Ölümler ve yaralamalarla suçları bitmeyen siyasi iktidar ve kolluk kuvvetleri eylemler boyunca binlerce insanın gözaltına alınması ve haklarında dava açılarak yargılanmaların sürecini de başlattılar. Şu ana kadar Gezi süreci kapsamında çeşitli eylemlere katılanlar hakkında 100’e yakın kamu davası açıldı. Gezi davaları olarak adlandırılan davaların tamamına yakınında iddianamelerdeki suçlamalar “2911 sayılı Toplantı, Gösteri ve Yürüyüşler Hakkındaki Kanuna Muhalefet, Görevli Memura Mukavemet ve Mala Zarar Verme” suçlarından oluşuyor. Bu davalar haricinde, gerek iddianamelerde yer alan suçlar gerekse davaların tarafları açısından iki dava farklılaşarak öne çıkıyor. Bunlardan birincisi Haziran döneminin temsiliyeti açısından öne çıkan “Taksim Dayanışması” hakkında açılan dava diğeri ise yine sürecin önemli seslerinden birisi olan “Sol Gazetesi” hakkında açılan davadır.

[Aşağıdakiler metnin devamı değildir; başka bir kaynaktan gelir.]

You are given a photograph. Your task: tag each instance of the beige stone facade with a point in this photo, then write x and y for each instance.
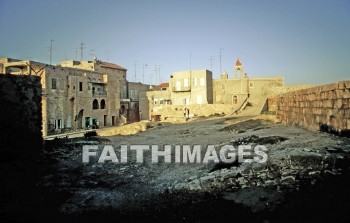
(72, 98)
(189, 88)
(325, 108)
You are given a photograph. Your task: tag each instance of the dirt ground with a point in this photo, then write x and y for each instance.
(69, 190)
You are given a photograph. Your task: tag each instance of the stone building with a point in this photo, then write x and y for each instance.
(197, 91)
(131, 93)
(242, 88)
(72, 98)
(191, 87)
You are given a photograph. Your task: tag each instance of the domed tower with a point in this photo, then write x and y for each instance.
(238, 70)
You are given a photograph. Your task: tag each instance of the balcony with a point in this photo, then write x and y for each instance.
(99, 93)
(182, 89)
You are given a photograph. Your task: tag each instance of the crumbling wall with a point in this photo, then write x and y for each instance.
(325, 108)
(177, 111)
(20, 120)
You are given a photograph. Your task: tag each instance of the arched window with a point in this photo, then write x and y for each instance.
(103, 104)
(238, 72)
(95, 104)
(234, 100)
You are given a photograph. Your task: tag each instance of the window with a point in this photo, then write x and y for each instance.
(201, 81)
(234, 100)
(194, 81)
(62, 84)
(199, 99)
(103, 104)
(95, 104)
(185, 82)
(178, 85)
(58, 124)
(53, 83)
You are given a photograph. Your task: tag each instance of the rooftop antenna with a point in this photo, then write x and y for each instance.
(91, 52)
(135, 70)
(190, 60)
(155, 71)
(158, 69)
(143, 73)
(51, 51)
(220, 52)
(76, 53)
(81, 51)
(211, 64)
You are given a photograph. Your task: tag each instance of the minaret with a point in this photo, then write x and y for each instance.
(238, 70)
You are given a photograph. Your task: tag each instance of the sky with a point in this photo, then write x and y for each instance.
(307, 42)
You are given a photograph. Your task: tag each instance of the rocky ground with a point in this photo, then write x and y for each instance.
(305, 178)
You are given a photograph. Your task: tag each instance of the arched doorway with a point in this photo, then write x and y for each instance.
(234, 100)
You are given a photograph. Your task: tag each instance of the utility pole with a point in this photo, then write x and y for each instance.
(221, 49)
(51, 52)
(81, 51)
(143, 73)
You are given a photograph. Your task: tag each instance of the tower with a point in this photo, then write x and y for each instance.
(238, 70)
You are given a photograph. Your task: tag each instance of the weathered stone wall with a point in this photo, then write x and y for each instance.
(20, 120)
(274, 91)
(177, 111)
(325, 108)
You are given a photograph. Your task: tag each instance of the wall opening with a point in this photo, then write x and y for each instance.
(95, 104)
(103, 104)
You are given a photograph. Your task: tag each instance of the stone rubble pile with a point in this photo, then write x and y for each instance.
(285, 168)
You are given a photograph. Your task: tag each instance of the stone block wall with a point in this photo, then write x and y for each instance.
(20, 120)
(325, 108)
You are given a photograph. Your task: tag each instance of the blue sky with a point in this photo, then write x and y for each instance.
(308, 42)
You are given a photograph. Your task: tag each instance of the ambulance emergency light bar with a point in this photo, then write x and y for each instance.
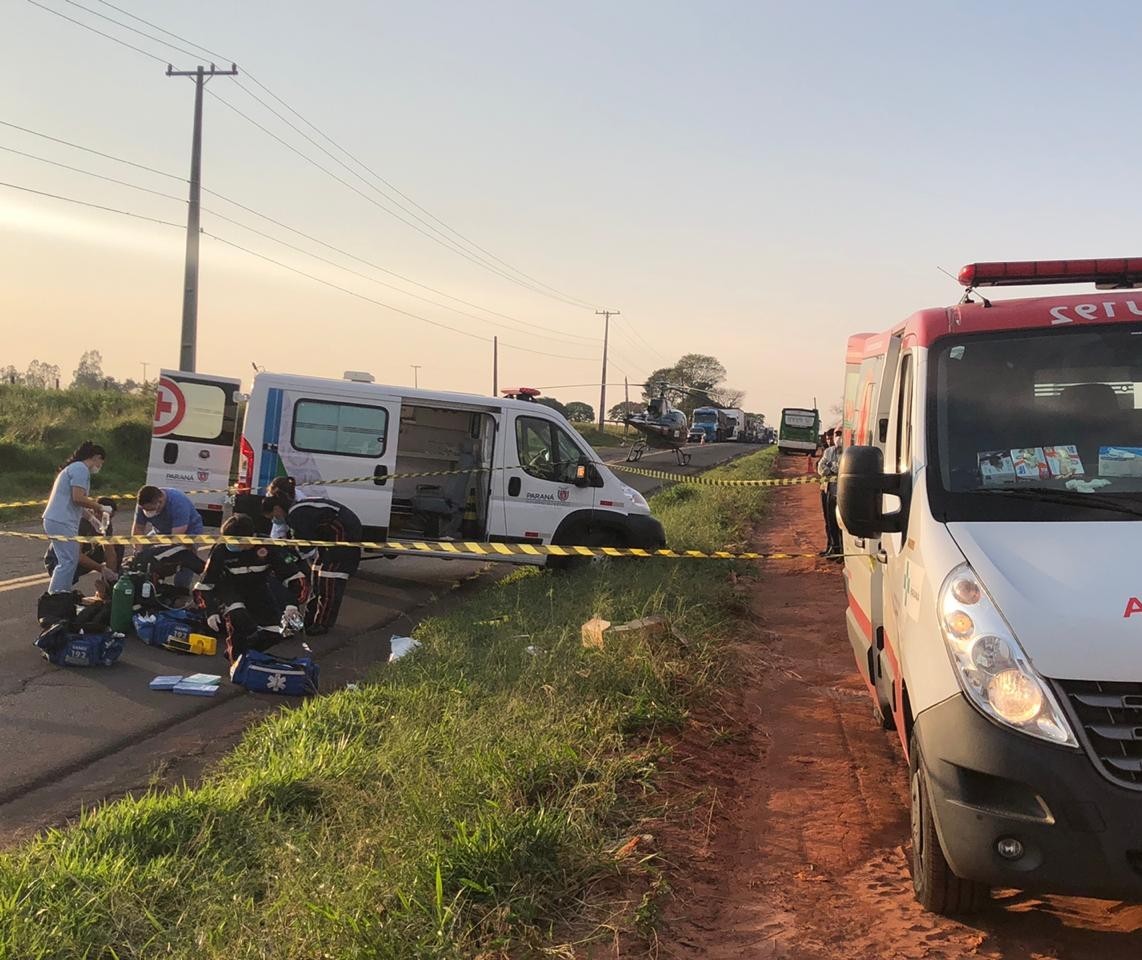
(1104, 274)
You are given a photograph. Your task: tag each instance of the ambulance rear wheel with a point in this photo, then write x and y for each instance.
(937, 888)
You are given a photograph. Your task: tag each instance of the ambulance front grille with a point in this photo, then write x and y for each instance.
(1109, 715)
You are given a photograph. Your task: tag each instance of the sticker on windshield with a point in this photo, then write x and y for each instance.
(996, 467)
(1063, 461)
(1120, 461)
(1030, 464)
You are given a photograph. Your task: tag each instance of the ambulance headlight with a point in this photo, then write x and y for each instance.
(635, 498)
(990, 664)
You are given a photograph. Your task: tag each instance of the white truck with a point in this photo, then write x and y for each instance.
(514, 470)
(990, 494)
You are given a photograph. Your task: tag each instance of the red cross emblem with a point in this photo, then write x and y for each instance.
(169, 408)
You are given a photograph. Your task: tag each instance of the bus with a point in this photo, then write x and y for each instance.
(799, 430)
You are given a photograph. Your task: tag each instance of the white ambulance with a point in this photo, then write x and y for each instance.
(507, 469)
(990, 493)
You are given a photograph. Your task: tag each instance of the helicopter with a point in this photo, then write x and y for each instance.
(662, 427)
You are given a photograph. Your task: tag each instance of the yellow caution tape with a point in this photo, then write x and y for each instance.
(460, 548)
(654, 474)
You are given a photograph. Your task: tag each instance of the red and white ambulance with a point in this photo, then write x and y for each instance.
(990, 494)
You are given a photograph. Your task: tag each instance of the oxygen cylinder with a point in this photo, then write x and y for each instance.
(122, 605)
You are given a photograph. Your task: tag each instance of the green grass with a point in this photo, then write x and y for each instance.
(39, 429)
(466, 800)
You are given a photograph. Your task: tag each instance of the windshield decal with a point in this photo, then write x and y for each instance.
(1030, 464)
(1120, 461)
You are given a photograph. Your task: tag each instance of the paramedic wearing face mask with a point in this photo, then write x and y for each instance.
(70, 497)
(235, 589)
(99, 558)
(169, 510)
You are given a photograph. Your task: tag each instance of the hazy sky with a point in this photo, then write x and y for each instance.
(753, 180)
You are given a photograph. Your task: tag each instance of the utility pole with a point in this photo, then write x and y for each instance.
(187, 352)
(626, 409)
(602, 389)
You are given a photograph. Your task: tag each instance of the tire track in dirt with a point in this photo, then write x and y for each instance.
(802, 852)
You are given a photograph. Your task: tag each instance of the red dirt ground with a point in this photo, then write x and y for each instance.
(796, 845)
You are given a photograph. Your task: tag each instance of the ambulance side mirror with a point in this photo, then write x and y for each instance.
(861, 486)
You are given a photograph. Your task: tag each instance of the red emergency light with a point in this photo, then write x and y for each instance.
(1123, 272)
(521, 393)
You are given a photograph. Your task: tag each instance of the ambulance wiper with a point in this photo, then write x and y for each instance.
(1095, 501)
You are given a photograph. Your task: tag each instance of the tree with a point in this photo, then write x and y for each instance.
(43, 376)
(692, 380)
(89, 373)
(554, 404)
(726, 396)
(628, 408)
(580, 412)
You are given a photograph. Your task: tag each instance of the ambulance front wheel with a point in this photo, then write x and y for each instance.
(937, 888)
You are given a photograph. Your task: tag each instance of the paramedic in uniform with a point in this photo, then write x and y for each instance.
(169, 511)
(318, 518)
(235, 588)
(827, 469)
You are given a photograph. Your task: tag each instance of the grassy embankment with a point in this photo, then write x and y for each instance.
(466, 801)
(39, 429)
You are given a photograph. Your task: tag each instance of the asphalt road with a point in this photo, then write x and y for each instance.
(74, 736)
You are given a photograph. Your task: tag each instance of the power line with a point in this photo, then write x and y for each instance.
(374, 280)
(443, 242)
(131, 29)
(91, 174)
(163, 30)
(88, 26)
(557, 293)
(288, 267)
(335, 144)
(560, 335)
(95, 206)
(379, 303)
(89, 150)
(531, 284)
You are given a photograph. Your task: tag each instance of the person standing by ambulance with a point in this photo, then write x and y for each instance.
(318, 518)
(70, 495)
(827, 469)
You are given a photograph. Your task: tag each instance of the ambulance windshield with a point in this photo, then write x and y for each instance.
(1039, 425)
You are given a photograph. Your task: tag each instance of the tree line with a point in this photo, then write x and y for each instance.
(88, 376)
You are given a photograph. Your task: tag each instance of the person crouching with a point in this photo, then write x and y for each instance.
(235, 589)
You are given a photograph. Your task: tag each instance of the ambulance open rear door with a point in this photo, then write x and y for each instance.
(192, 437)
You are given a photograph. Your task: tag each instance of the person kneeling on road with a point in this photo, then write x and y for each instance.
(169, 511)
(318, 518)
(235, 589)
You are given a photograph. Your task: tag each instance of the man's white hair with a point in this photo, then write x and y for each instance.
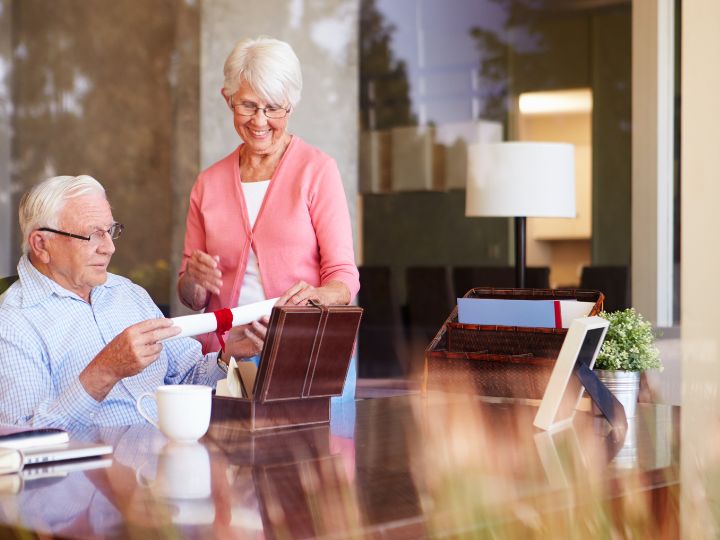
(41, 206)
(270, 67)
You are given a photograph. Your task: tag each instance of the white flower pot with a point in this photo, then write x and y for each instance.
(625, 385)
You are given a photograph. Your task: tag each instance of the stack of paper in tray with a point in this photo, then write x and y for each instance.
(528, 313)
(240, 381)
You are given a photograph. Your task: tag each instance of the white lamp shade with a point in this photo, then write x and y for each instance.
(513, 179)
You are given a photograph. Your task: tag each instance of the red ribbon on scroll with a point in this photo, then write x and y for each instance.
(224, 323)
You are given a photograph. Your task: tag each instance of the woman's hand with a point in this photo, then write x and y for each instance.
(247, 340)
(332, 293)
(202, 277)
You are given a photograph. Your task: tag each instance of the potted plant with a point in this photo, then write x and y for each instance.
(628, 350)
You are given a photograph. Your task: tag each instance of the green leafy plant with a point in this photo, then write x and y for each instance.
(629, 343)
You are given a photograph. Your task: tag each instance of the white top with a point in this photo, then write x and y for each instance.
(252, 289)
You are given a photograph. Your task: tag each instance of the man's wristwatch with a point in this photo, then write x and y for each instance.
(221, 364)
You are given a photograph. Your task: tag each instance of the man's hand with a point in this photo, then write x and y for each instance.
(247, 340)
(332, 293)
(128, 354)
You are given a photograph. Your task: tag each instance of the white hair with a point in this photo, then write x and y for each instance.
(269, 66)
(41, 206)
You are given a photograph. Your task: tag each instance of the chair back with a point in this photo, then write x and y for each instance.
(5, 283)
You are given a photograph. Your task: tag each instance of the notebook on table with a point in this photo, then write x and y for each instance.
(64, 452)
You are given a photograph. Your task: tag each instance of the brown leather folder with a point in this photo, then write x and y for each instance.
(303, 363)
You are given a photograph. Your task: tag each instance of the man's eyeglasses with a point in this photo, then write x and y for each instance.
(95, 237)
(248, 108)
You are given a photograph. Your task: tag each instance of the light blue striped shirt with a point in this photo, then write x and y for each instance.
(49, 334)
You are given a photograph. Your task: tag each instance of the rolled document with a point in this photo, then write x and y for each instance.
(193, 325)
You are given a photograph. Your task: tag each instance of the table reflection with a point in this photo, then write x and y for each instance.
(408, 466)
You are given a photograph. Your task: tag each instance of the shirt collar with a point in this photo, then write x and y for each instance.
(36, 286)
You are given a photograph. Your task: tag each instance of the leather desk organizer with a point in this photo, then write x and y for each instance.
(303, 364)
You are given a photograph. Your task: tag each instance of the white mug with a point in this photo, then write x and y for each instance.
(183, 410)
(183, 472)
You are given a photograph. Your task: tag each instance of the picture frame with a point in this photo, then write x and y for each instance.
(563, 392)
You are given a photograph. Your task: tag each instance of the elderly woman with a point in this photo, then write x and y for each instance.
(270, 219)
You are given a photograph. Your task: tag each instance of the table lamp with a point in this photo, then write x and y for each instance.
(520, 180)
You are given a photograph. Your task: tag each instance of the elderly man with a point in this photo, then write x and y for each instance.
(78, 345)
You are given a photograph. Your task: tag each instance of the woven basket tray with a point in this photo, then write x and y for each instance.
(501, 361)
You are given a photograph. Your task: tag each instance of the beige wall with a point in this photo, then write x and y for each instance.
(324, 35)
(7, 265)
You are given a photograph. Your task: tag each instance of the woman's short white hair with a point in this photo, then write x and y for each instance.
(269, 66)
(41, 206)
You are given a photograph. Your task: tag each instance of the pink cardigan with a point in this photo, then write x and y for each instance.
(302, 232)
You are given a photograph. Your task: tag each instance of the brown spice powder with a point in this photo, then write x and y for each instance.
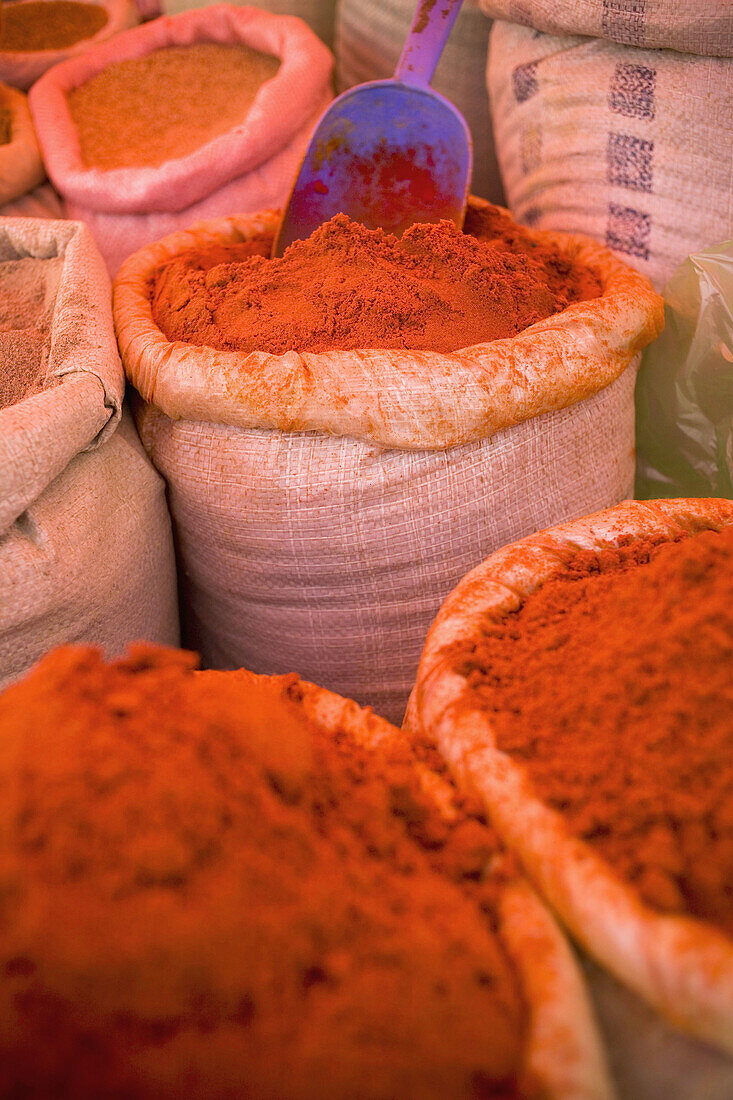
(239, 893)
(435, 288)
(613, 688)
(28, 293)
(53, 25)
(184, 97)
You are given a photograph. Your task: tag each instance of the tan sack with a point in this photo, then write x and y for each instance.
(690, 26)
(326, 504)
(85, 538)
(631, 146)
(21, 168)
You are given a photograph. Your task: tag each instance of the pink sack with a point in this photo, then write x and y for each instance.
(22, 69)
(242, 171)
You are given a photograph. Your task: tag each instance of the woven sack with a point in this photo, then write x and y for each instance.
(630, 146)
(20, 158)
(681, 966)
(369, 37)
(22, 69)
(320, 526)
(85, 538)
(241, 171)
(690, 26)
(319, 14)
(41, 202)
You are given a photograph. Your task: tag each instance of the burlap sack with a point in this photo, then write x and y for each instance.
(22, 69)
(691, 26)
(85, 538)
(41, 202)
(242, 171)
(325, 504)
(369, 39)
(319, 14)
(631, 146)
(20, 158)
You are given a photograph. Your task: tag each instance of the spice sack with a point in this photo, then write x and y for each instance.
(233, 147)
(630, 145)
(37, 34)
(85, 538)
(325, 503)
(20, 158)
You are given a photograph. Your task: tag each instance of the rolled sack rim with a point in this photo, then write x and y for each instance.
(270, 125)
(405, 399)
(682, 966)
(24, 67)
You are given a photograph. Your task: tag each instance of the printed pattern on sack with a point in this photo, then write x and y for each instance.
(623, 21)
(632, 91)
(628, 230)
(628, 161)
(524, 81)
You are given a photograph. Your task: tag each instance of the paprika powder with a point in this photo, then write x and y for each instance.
(54, 24)
(107, 109)
(205, 891)
(436, 288)
(613, 689)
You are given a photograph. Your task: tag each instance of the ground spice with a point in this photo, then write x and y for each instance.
(6, 124)
(435, 288)
(54, 24)
(108, 108)
(196, 877)
(613, 686)
(28, 294)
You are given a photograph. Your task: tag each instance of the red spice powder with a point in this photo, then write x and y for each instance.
(205, 894)
(52, 25)
(613, 686)
(435, 288)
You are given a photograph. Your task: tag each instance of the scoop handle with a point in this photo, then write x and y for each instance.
(426, 40)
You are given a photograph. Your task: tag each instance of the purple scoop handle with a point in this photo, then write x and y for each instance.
(427, 36)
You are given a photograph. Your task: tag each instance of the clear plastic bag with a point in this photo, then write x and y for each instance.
(685, 389)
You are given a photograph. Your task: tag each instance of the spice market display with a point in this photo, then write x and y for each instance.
(361, 736)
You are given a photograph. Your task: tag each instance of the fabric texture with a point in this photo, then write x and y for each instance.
(22, 69)
(690, 26)
(21, 167)
(319, 14)
(85, 537)
(244, 169)
(627, 145)
(320, 530)
(369, 39)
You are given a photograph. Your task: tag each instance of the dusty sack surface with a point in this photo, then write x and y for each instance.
(195, 901)
(436, 288)
(612, 686)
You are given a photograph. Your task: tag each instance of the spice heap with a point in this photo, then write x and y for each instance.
(435, 288)
(108, 108)
(207, 894)
(55, 24)
(28, 294)
(613, 688)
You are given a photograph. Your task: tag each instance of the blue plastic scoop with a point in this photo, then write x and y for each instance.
(389, 153)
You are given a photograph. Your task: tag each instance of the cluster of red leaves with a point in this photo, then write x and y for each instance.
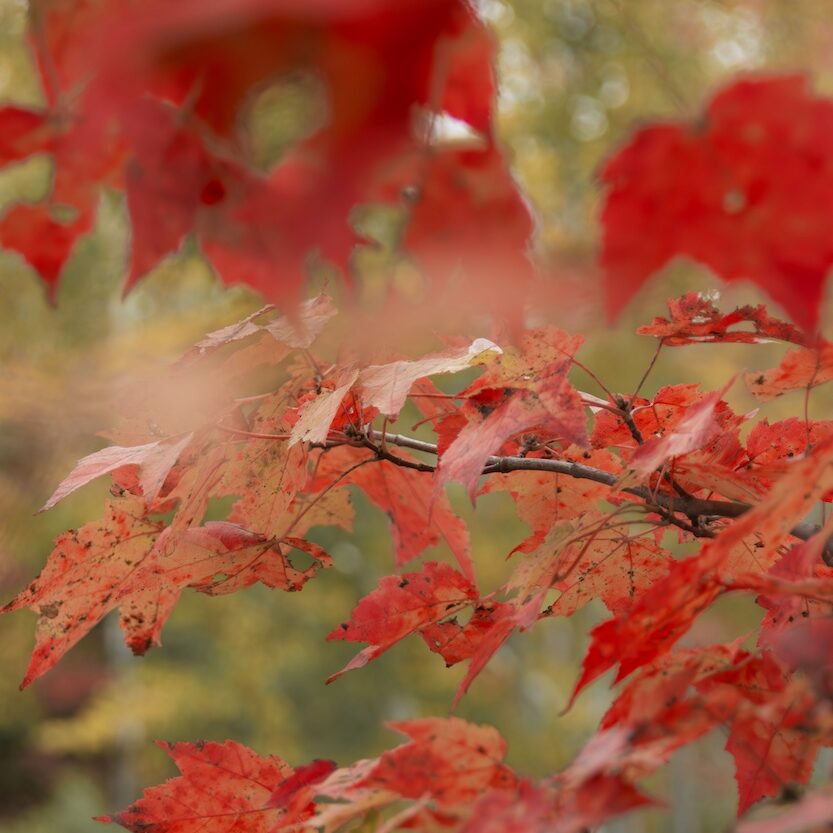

“Taksim Dayanışması” hakkında açılan davada, diğer davalarda yer alan suçların yanı sıra “Suç İşlemek Amacıyla Örgüt Kurma” ve “Halkı Kanuna Aykırı Gösteri ve Yürüyüşe Kışkırtma” suçlamaları yer almaktadır. İddianamedeki suçların dayanağı ise “Taksim Dayanışmasının” “kamu düzeni ve güvenliğini tehdit eden” eylem çağrılarının olayların “büyümesine” sebep olması, kanuna aykırı gösteri düzenlemek için suç örgütü kurdukları belirtildikten sonra 8 Temmuz tarihli gözaltına alındıkları basın açıklaması anlatılarak cezalandırılmaları istenmiştir.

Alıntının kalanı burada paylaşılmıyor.